UNIT III - Modeling with First-Order Differential Equations
(4 hours)
Sections: 3.1, 3.2, 3.3
This unit solves some of the problems that commonly arise in modeling applications.
UNIT IV - Differential Equations of Higher Order
(8 hours)
Sections: 4.1, 4.2, 4.3, 4.4, 4.5,
4.6, 4.7, 4.8, 4.9
This unit begins with some preliminary theorems including reduction of order. Also included are the
techniques to solve homogeneous linear equations (with constant coefficients). Cauchy-Euler equations and
some nonlinear equations. The chapter includes the study of Undetermined Coefficients (Superposition
approach). Undetermined Coefficients (Annihilator approach ) and Variation of parameters.

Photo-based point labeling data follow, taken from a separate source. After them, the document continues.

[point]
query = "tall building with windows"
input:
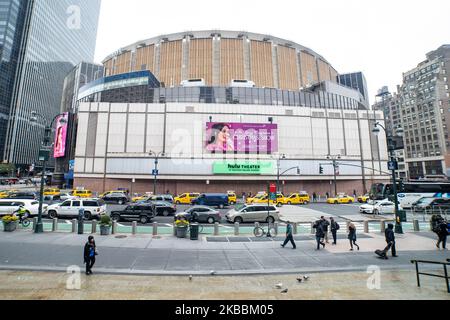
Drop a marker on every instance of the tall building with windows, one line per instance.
(425, 115)
(57, 35)
(12, 21)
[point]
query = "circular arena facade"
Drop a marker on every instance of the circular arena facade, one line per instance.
(217, 136)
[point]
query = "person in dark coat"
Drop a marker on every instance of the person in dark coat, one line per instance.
(390, 240)
(289, 236)
(442, 233)
(319, 234)
(90, 251)
(334, 226)
(352, 236)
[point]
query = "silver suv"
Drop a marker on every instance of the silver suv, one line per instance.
(93, 208)
(253, 213)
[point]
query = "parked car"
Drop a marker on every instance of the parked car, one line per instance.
(22, 195)
(142, 212)
(212, 199)
(200, 214)
(119, 198)
(378, 207)
(93, 208)
(341, 199)
(8, 206)
(253, 213)
(186, 198)
(435, 205)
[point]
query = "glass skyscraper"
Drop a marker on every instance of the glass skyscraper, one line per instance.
(58, 34)
(12, 21)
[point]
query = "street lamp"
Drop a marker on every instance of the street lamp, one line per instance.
(335, 167)
(44, 154)
(155, 170)
(394, 166)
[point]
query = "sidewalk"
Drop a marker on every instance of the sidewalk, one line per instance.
(167, 255)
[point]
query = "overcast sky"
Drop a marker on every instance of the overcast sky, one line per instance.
(382, 38)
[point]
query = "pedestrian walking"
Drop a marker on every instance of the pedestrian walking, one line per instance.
(289, 236)
(352, 236)
(325, 225)
(334, 226)
(319, 234)
(90, 251)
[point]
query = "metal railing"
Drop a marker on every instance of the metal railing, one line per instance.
(444, 264)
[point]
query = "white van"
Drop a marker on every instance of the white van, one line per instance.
(8, 206)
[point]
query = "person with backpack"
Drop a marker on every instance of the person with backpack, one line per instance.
(325, 225)
(90, 251)
(289, 236)
(319, 234)
(334, 229)
(352, 236)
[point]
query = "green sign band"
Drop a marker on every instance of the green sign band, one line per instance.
(247, 168)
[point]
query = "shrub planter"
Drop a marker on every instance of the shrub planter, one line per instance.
(9, 226)
(105, 230)
(181, 232)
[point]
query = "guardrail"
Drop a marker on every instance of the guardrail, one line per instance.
(444, 264)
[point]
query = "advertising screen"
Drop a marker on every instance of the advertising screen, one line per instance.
(59, 150)
(223, 137)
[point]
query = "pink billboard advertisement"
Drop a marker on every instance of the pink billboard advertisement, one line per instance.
(257, 138)
(59, 150)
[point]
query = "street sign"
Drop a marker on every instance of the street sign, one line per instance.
(392, 165)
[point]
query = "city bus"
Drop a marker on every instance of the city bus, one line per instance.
(410, 192)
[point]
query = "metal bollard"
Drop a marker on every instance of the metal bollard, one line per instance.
(74, 225)
(236, 229)
(416, 225)
(382, 226)
(55, 225)
(94, 227)
(216, 229)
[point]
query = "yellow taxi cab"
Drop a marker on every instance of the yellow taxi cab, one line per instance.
(82, 193)
(297, 198)
(281, 199)
(186, 198)
(232, 197)
(342, 198)
(52, 192)
(364, 198)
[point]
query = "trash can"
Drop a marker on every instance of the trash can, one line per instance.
(402, 215)
(194, 228)
(81, 221)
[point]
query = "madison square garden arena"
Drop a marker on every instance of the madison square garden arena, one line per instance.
(214, 111)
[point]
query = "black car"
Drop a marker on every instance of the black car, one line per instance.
(119, 198)
(143, 213)
(23, 195)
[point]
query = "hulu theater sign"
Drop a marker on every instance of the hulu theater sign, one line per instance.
(244, 168)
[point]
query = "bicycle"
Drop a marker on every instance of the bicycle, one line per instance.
(261, 232)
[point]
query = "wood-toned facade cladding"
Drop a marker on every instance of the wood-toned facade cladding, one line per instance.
(309, 68)
(261, 66)
(231, 60)
(145, 57)
(200, 60)
(324, 70)
(123, 63)
(287, 68)
(171, 63)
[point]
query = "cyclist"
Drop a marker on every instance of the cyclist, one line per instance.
(21, 213)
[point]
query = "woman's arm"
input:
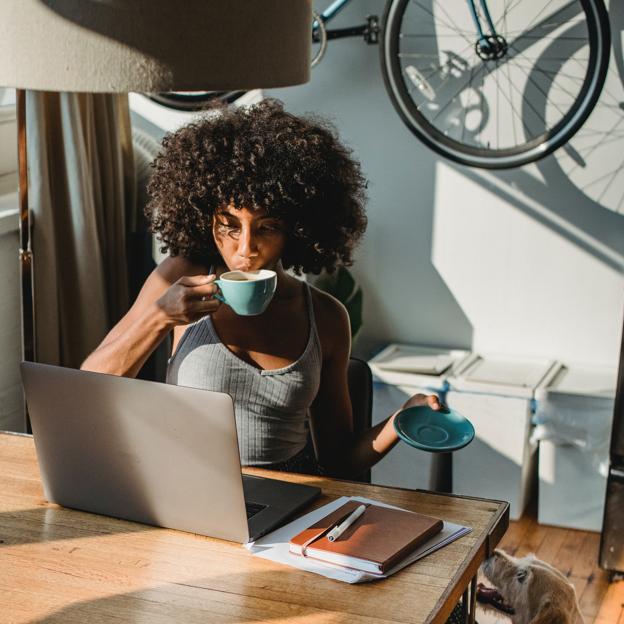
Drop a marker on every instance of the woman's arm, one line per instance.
(171, 296)
(339, 451)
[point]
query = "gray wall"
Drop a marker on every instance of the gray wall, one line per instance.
(525, 262)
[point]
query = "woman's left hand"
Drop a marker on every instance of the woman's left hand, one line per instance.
(430, 400)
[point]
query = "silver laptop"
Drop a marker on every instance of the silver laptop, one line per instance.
(150, 452)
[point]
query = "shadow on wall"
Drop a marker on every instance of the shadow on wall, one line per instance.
(587, 173)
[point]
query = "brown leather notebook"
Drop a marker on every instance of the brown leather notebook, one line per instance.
(378, 540)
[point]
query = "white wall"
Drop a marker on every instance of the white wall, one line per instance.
(521, 262)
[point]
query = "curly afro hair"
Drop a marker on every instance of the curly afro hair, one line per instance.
(262, 158)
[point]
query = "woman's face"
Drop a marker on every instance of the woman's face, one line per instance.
(248, 240)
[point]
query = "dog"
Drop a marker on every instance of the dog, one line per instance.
(529, 590)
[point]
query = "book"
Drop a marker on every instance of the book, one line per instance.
(376, 542)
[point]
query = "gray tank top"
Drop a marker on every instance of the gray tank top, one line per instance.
(271, 406)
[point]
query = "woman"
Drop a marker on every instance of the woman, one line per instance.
(248, 189)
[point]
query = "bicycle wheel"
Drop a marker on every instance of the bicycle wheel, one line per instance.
(498, 99)
(194, 100)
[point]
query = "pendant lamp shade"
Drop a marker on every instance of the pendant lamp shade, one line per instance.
(154, 45)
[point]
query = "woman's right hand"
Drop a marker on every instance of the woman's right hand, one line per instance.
(189, 299)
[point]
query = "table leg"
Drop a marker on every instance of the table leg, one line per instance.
(473, 600)
(441, 477)
(469, 603)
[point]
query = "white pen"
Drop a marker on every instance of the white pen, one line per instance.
(337, 531)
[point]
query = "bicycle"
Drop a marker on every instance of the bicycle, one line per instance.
(487, 83)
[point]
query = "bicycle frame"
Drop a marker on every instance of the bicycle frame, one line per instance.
(370, 30)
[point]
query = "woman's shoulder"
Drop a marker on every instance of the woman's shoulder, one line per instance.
(332, 319)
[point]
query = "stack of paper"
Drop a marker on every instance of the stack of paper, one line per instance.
(275, 545)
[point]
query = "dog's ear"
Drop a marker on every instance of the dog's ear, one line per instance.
(549, 614)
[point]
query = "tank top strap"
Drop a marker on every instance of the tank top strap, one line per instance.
(314, 335)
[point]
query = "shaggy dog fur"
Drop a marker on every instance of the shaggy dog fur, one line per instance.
(538, 593)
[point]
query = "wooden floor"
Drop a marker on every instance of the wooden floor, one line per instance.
(575, 553)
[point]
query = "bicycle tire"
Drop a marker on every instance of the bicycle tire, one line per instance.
(598, 41)
(194, 101)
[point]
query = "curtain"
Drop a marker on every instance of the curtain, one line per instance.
(82, 195)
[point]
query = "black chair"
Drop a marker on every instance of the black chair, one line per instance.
(360, 382)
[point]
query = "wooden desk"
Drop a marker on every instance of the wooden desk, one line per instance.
(59, 565)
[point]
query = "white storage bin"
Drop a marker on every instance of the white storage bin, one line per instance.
(496, 394)
(399, 371)
(574, 413)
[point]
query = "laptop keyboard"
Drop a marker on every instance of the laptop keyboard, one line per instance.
(253, 508)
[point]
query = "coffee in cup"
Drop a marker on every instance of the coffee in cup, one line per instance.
(248, 293)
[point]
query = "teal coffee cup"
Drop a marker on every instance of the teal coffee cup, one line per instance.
(247, 292)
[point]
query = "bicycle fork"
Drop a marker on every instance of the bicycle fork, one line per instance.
(491, 46)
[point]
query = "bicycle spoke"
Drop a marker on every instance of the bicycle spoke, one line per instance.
(513, 119)
(506, 13)
(497, 108)
(522, 99)
(537, 86)
(438, 20)
(468, 102)
(436, 71)
(550, 74)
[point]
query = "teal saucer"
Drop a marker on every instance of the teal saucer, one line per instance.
(436, 432)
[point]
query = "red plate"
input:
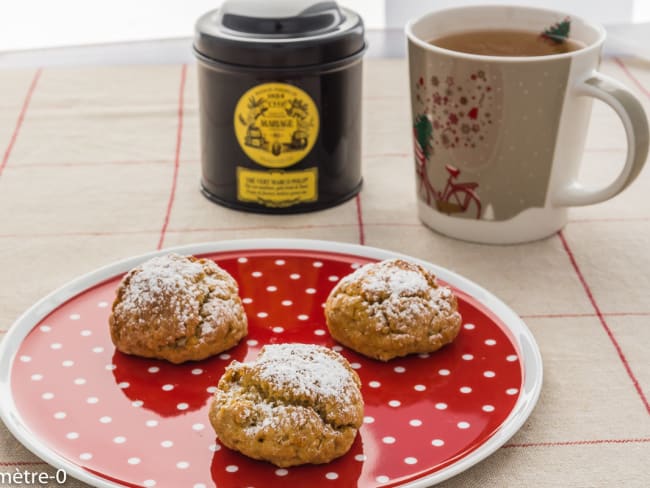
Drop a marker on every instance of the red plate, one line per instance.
(117, 420)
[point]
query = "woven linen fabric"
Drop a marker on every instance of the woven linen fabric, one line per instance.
(102, 163)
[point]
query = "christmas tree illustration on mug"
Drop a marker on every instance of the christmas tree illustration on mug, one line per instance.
(457, 197)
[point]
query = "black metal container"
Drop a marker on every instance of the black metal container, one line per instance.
(280, 104)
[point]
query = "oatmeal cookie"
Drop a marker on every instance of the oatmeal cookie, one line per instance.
(295, 404)
(177, 308)
(391, 309)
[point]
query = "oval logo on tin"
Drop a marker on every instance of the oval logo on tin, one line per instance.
(276, 124)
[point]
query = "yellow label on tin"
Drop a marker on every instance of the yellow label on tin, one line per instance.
(276, 124)
(277, 188)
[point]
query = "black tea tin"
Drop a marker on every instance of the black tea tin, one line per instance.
(280, 104)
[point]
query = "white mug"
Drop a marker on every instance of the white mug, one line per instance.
(498, 140)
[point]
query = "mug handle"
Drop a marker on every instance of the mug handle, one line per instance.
(635, 122)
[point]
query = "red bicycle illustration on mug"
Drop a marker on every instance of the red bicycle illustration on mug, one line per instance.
(457, 197)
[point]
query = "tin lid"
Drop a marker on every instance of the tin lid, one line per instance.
(279, 33)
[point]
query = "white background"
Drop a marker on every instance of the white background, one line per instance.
(29, 24)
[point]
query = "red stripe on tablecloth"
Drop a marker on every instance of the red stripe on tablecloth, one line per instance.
(603, 322)
(177, 156)
(21, 118)
(580, 443)
(362, 233)
(633, 78)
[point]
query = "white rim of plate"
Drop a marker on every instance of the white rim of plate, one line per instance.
(520, 334)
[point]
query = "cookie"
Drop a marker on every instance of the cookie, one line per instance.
(295, 404)
(391, 309)
(177, 308)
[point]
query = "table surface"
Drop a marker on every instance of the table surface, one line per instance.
(102, 163)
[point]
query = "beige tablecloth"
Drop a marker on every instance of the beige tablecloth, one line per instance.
(102, 163)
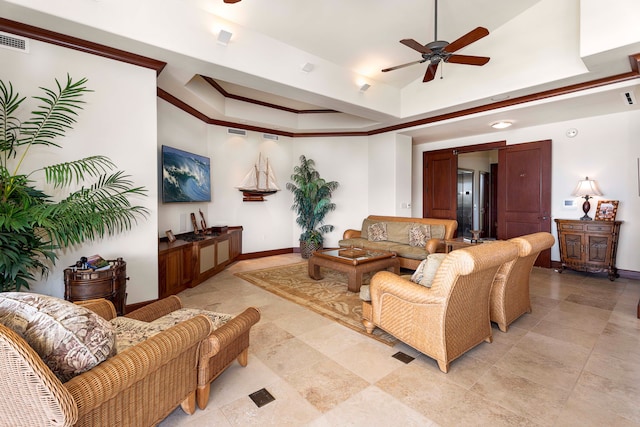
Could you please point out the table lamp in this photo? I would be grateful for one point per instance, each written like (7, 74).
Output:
(586, 188)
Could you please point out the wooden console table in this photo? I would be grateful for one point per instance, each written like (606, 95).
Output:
(185, 264)
(589, 245)
(81, 285)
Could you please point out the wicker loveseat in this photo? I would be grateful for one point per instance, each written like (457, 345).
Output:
(138, 387)
(224, 345)
(398, 237)
(447, 319)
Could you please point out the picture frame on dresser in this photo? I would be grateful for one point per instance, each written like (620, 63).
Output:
(607, 210)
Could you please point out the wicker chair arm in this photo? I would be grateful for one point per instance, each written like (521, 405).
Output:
(157, 309)
(351, 234)
(385, 282)
(224, 335)
(96, 386)
(102, 307)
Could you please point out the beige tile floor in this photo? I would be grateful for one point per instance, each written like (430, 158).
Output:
(574, 361)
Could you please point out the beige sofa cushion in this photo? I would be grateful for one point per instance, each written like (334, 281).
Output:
(398, 232)
(69, 338)
(130, 332)
(426, 271)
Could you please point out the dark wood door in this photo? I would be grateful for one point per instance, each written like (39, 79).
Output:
(440, 181)
(524, 192)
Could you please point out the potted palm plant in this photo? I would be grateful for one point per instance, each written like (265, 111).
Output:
(312, 202)
(33, 224)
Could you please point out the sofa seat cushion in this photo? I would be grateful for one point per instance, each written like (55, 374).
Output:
(130, 332)
(410, 252)
(398, 232)
(69, 338)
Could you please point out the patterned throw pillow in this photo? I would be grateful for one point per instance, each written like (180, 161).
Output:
(69, 338)
(426, 271)
(130, 332)
(419, 235)
(377, 232)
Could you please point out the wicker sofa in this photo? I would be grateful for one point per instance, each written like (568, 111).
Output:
(224, 345)
(137, 387)
(447, 319)
(510, 297)
(397, 239)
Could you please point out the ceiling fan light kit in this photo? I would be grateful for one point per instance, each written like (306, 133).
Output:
(439, 51)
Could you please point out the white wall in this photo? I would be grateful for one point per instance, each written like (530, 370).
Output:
(605, 149)
(119, 121)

UNIT V - Modeling with Higher Order Differential Equations
(3 hours)
Sections: 5.1, 5.2, 5.3
This unit begins with Linear Equations and initial-value problems. Also, included are Linear Equations Boundary-Value problems and nonlinear equations.
UNIT VI -Series Solutions of Linear Equations
(4 hours)
Sections: 6.1, 6.2, 6.3,
This unit begins with a review of Power Series and then proceeds to Power Series solutions. Also included
are solutions about ordinary and singular points. The two special functions - Bessel’s equation and
Legendre’s equation.
UNIT VII -Laplace Transform
(7 hours)
Sections: 7.1, 7.2, 7.3,
7.4, 7.5, 7.6,
This unit begins with the definition of the Laplace transform with some introductory examples. Included
are the theorems of first and second translation, derivatives of a transform. Also, transforms of derivatives,
integrals and periodic functions and the Dirac Delta Function. The chapter concludes with systems of
Linear Equations.
UNIT VIII -Systems of First-Order Linear Differential Equations
(7 hours)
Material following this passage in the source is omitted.